David Anderson, University of Tromsø
Borders, Margins, Fringes: archaeologies on/from the Edge
The Nordic-TAG has now for more than a quarter of a century acted as one the most poignant forums for cutting-edge debate in Scandinavian archaeology. At the time of its establishment, and for a long period thereinafter, theoretical archaeology was regarded rather peripheral within the general archaeological discourse. Now times have changed. Theoretical archaeology has earned a more central place within the discipline. Yet, is it not paradoxical to consider archaeological theory in terms of the mainstream or something generally accepted? Must theory not waltz at the margins of the mainstream debate? Is it not mandatory that theoretical debate transverses all conventionalities?
In 2013 the NTAG will for the first time visit the margins of the Nordic world when the 13th TAG conference will be held in Reykjavik, Iceland. As a consequence of the location the conference will focus on the concepts of Borders, Margins and Fringes and how they have penetrated archaeological debate from various angles and perspectives, equally addressing their involvement in relations to geography, culture, society and the academic discourse in general, as well as critically scrutinizing the application of these issues within the scholarship. This session will act as a warm-up for the NTAG in Iceland in 2013. Hence, people are invited to contribute papers that touch upon the theme from a multitude of vantage points.
Kristján Mímisson & Steinunn Kristjánsdóttir, University of Iceland
The archaeology of holiness
Holiness and religion have always played an important role in human culture and these topics have also been widely studied in archaeology. In most of the cases these studies tend to relate to separate religious practices – rituals and cults being the most common ones – because these acts leave direct material traces that can be studied archaeologically. Another commonly used branch of the archaeology of religion is landscape studies and mostly cognitive approaches to the past landscapes.

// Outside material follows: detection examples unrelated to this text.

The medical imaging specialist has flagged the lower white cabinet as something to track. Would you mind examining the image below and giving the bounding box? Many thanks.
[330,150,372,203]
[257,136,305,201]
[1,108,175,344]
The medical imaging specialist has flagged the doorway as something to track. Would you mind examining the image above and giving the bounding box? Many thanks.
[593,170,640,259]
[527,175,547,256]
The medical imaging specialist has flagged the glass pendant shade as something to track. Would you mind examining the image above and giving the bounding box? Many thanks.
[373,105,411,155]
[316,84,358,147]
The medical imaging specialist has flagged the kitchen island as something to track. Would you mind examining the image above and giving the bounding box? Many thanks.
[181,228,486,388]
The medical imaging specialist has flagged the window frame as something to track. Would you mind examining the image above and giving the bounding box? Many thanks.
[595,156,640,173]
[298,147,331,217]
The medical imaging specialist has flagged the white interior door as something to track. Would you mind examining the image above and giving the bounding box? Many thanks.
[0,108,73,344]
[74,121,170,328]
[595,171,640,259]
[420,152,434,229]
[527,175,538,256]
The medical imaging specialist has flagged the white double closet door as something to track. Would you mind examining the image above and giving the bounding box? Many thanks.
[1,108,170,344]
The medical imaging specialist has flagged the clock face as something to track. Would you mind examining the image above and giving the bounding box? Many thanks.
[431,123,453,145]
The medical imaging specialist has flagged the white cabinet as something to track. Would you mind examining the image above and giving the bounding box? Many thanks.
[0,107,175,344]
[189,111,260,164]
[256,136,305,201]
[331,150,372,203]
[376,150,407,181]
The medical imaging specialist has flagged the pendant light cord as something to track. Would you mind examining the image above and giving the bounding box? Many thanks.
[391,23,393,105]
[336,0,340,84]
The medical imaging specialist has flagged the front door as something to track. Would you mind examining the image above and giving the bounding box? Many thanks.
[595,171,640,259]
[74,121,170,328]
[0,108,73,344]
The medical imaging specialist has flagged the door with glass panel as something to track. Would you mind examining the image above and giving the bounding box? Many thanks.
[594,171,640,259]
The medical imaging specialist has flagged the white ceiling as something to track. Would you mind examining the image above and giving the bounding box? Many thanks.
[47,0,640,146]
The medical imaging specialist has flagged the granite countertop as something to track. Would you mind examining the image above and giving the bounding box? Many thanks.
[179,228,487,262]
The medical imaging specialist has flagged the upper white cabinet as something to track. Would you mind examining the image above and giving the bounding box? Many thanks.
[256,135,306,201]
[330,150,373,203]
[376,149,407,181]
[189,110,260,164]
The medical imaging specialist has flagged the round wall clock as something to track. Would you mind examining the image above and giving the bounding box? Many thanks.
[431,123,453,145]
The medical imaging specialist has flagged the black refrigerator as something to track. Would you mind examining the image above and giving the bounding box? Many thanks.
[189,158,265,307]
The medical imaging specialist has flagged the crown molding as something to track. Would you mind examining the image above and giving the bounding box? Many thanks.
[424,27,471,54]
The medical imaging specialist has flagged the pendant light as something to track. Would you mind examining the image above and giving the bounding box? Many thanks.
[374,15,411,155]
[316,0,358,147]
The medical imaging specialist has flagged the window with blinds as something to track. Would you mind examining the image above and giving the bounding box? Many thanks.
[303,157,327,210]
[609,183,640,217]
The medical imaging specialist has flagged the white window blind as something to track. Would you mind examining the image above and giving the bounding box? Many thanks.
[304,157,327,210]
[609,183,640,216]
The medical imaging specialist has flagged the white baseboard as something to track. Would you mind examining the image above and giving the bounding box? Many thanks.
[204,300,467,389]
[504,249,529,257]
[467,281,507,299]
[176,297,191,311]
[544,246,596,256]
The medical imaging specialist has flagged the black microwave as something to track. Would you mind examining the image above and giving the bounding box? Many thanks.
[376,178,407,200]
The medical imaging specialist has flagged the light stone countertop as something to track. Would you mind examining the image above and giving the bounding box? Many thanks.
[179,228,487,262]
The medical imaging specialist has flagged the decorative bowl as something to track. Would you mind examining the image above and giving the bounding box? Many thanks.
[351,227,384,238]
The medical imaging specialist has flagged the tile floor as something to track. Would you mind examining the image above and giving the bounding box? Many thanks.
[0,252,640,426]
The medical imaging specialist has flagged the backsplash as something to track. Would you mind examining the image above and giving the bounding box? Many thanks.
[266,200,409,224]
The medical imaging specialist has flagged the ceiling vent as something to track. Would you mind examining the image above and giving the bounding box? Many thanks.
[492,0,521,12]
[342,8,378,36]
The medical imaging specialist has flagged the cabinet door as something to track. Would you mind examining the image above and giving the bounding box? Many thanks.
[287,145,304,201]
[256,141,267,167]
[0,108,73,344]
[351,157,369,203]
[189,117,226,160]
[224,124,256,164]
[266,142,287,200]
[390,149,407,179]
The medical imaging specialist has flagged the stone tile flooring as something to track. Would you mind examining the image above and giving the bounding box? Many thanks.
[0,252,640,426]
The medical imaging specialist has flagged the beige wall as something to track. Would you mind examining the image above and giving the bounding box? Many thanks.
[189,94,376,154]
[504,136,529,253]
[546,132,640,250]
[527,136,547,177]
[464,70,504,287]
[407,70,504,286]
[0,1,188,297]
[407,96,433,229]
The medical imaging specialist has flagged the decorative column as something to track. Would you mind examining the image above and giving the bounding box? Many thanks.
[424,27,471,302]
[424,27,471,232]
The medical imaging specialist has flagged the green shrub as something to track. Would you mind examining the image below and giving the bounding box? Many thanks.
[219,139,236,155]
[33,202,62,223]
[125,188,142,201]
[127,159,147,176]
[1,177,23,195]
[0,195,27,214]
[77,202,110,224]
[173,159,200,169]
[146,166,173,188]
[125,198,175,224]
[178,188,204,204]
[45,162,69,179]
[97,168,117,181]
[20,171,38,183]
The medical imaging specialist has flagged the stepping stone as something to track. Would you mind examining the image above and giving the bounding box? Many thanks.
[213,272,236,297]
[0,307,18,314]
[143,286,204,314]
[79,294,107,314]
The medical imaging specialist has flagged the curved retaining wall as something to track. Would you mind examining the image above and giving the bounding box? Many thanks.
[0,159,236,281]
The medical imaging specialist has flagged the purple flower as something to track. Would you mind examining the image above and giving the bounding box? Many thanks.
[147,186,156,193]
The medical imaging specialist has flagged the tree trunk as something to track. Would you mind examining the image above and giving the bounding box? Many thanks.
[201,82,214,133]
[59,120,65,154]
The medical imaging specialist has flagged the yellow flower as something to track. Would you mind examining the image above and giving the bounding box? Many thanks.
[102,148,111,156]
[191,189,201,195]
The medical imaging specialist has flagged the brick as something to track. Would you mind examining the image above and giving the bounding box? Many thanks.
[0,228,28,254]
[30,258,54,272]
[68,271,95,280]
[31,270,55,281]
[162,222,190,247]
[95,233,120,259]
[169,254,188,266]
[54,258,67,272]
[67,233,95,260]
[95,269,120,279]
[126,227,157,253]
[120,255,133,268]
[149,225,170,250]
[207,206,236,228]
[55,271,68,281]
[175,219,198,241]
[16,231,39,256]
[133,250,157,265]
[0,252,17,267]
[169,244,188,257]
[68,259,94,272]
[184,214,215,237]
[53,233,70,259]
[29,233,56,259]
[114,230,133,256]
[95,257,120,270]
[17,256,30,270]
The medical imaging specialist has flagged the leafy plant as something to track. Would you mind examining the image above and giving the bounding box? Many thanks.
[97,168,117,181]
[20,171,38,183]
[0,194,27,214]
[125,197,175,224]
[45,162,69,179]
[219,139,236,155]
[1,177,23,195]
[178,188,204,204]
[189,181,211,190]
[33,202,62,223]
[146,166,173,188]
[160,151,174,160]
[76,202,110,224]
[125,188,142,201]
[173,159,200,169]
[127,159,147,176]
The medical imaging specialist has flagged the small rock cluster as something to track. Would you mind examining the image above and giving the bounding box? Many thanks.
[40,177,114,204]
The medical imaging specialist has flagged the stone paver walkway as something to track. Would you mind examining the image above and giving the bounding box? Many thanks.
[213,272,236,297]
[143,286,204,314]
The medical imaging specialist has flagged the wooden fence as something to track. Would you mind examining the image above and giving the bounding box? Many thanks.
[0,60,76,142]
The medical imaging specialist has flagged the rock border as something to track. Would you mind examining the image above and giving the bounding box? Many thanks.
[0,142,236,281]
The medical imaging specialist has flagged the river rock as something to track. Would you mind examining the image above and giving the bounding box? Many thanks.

However, religion should be considered much more broadly than just a collection of rituals and cults and without doubt there is much more to it than just the traces of material culture. When studying religion one should not dismiss its other essential component – idea of holiness as a mental part of religion. That kind of problem setting is necessary in order to think further from the research tradition that has been practiced for decades and that considers religion as a collection of separate rituals that are not incorporated or combined into broader belief system. On the other hand, the idea of the broader concepts of holiness and religion make the researchers ask about those aspects of religion that are not directly covered with archaeological data.
The session invites papers to discuss the theory and methods for studying religion and holiness in the past. What kind of religious activities and artefacts are visible in the archaeological record, how do we decode and find them in the archaeological record and how do we or should we label them? Should we study single practices or can we decode broader religious concepts and phenomena of holiness in archaeology? What is the materiality of religion and holiness? What are the limits of the nature of an archaeological record when studying past religion and holiness? Can or should we use the same concepts as anthropology and comparative religion studies and to what extent can we draw parallels and take over approaches to religion from these sciences in order to get closer to the holiness and religion in the past? Or what might be the input or a contribution to the study of religion and holiness from the archaeological perspective? What are the shared parts of materialised religion and holiness in case of archaeological and anthropological record?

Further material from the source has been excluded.